The Green New Deal is popping. New polling released on Friday by the Yale Program on Climate Change Communication shows that 81 percent of respondents across the political spectrum support the progressive plan to combat climate change by rapidly weaning the U.S. off fossil fuels.
The findings are stunning but also come with a couple caveats, namely that most people haven’t heard much about the Green New Deal, and they may not know of its connection to incoming representative Alexandria Ocasio-Cortez, a bete noire in the right wing fever swamps. Still, the fact that the idea enjoys broad support in a semi-vacuum shows that before Americans descend into their political bunkers, progressive policies are actually quite popular.
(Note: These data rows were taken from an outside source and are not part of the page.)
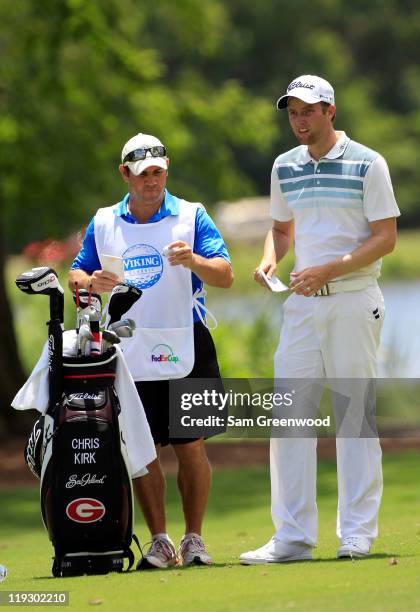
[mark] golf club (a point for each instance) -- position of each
(44, 281)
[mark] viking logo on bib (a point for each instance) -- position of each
(143, 266)
(163, 352)
(85, 510)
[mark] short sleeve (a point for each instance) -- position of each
(279, 211)
(208, 241)
(378, 194)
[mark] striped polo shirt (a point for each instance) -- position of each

The Green New Deal is a set of aspirational goals in line with the best available climate science. Among those goals are switching the U.S. electrical grid to 100 percent renewable energy by 2030, improving energy efficiency, and setting up policies for a green jobs guarantee while planning a just transition for fossil fuel workers as they move into new economic sectors. If it sounds good to you, you’re not alone.
The new polling numbers (which are based on online polling of 966 registered voters) show that 81 percent of respondents support this idea either “somewhat” or “strongly”. That includes 92 percent of Democrats, 88 percent of Independents, and even 64 percent of Republicans. The numbers are markedly higher than similar polling done by progressive think tank Data for Progress earlier this year. There’s no set plan for how to get there, but that’s why groups like the Sunrise Movement and Justice Democrats have been lobbying for Democratic leadership in the House to setup a select committee to create that plan.
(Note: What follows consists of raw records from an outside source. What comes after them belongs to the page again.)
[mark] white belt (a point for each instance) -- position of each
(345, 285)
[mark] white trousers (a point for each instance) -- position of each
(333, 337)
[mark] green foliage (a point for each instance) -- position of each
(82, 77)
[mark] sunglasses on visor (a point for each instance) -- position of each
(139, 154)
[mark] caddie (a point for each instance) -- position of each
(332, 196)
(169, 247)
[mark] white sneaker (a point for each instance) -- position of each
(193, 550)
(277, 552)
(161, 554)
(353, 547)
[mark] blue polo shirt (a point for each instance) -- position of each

But as with all good things, there’s a catch. While support for the Green New Deal is high, most people don’t know much about it. The Yale poll lays out the basics of what it would entail so people weren’t totally blind in answering the question, but when queried about how much they’d heard about it, 82 percent said they’d heard “nothing at all”. The Yale poll also didn’t identify that Alexandria Ocasio-Cortez is among those pushing hardest or that basically all politicians supporting it are Democrats.
That in itself makes the poll a fascinating snapshot of the simpler things. When politics are taken out, rank and file Republicans are down with common sense climate action. But as the Green New Deal becomes more of A Thing outside of the left, it will almost certainly be used as a wedge issue by elected Republicans.
Which seems a little foolish, not only because the world will transition to a carbon-free economy, but because this is a policy Republican voters support.